Leur rencontre avec le paysage s’est nouée dans l’enfance: la pratique du cerf-volant dans les champs avec son frère pour Johan, les balades dans le maquis varois à ramasser des pommes de pin pour Ambroise. Des souvenirs fondateurs d’une vie en plein air, au contact avec la nature et les éléments : le premier sur le littoral vendéen, le second au pied des montagnes jurassiennes.
Le bac en poche, leurs chemins se croisent au Lycée des métiers de l’horticulture et du paysage de Montreuil, lors d’une rencontre en 2014 entre arrivants et sortants de classe prépa au concours d’entrée des grandes écoles de paysage. Johan intégrera l’École nationale supérieure de paysage de Versailles, Ambroise, celle de Lille l’année suivante.

Depuis, leurs vies privées et professionnelles s’entremêlent en Haute-Vienne où ils se sont installés, région qu’ils ont choisie pour sa ruralité. « Nous souhaitions créer une agence tournée vers le paysage rural et nous extraire du modèle de centralisation de celles dans les grandes villes », expliquent-ils.
Ils ont d’abord fait leurs armes chez leurs aînés, où ils ont appris le métier, mais ont vite eu envie d’en découdre : « La façon de créer du paysage dans les studios où nous travaillions ne nous comblait pas pleinement, nous avions la volonté de le faire comme nous l’entendions. »
Encourager la biodiversité
En 2019, Au milieu, le ruban est le premier projet de l’Atelier Biomes, réalisé dans le cadre du Festival des jardins de la Saline royale d’Arc-et-Senans (25). Un hommage à Max Yasgur, modeste paysan qui accueillit le festival Woodstock sur ses terres.

Un jardin Flower Power, où les prairies fleuries et colorées accueillent une structure circulaire en bois en son cœur, point de ralliement des visiteurs. Mais dans l’histoire de l’Atelier Biomes, il est une date qui compte un peu plus que les autres. Être récompensé au Festival international de jardins de Chaumont-sur-Loire est un peu le Graal de tout paysagiste.
En 2022, le duo y remporte le prix du Jardin transposable avec son Jardin des nymphes, qui puise son inspiration dans les souvenirs d’enfance du duo : « Ce jardin éphémère est l’occasion de redécouvrir l’importance des insectes et des petits animaux, qui sont de véritables auxiliaires jardiniers, une aide invisible qui accomplit de grandes choses. »
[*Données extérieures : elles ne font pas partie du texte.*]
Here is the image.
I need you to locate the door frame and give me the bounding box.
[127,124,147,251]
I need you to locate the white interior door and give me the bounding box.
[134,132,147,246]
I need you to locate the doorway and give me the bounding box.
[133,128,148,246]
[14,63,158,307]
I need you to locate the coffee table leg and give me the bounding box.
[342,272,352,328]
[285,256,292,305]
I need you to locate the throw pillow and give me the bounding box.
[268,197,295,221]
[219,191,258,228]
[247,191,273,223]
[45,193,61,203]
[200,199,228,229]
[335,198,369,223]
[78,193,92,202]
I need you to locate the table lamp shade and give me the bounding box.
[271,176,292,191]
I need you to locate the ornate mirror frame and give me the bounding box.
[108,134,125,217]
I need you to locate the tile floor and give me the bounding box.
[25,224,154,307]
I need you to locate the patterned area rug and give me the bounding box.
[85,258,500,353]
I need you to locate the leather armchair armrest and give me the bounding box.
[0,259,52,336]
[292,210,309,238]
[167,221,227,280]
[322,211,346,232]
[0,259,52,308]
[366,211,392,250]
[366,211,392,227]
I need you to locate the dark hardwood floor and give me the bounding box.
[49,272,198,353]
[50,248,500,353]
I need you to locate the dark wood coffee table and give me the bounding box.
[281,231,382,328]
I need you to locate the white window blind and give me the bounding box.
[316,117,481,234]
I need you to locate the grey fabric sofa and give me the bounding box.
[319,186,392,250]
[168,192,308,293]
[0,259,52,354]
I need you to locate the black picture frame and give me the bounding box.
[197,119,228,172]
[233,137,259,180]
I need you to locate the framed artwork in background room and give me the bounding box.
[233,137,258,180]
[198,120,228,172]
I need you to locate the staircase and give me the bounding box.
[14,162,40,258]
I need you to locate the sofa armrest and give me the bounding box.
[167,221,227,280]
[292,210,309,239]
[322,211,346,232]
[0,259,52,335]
Nés dans les années 1990, Johan Picorit et Ambroise Jeanvoine font partie de cette génération très concernée par l’état de la planète. Les questions écologiques sont centrales dans leur travail, chaque création étant saisie comme l’opportunité de « favoriser et de renforcer les relations écosystémiques, le tout empreint de bon sens », façon légende du colibri, où chaque petit geste compte.
Autre projet fondateur, Nébula fut réalisé dans le cadre d’une résidence artistique, au centre culturel des Dominicains de Haute-Alsace. Un jardin qui marque l’entrée du couvent, un passage dans un ailleurs. « On nous a accordé une totale confiance alors que nous étions dans l’expérimentation. Nous avons développé un concept lié au travail de la volige (arceau en bois, NDLR), qui est aujourd’hui la signature de l’atelier. »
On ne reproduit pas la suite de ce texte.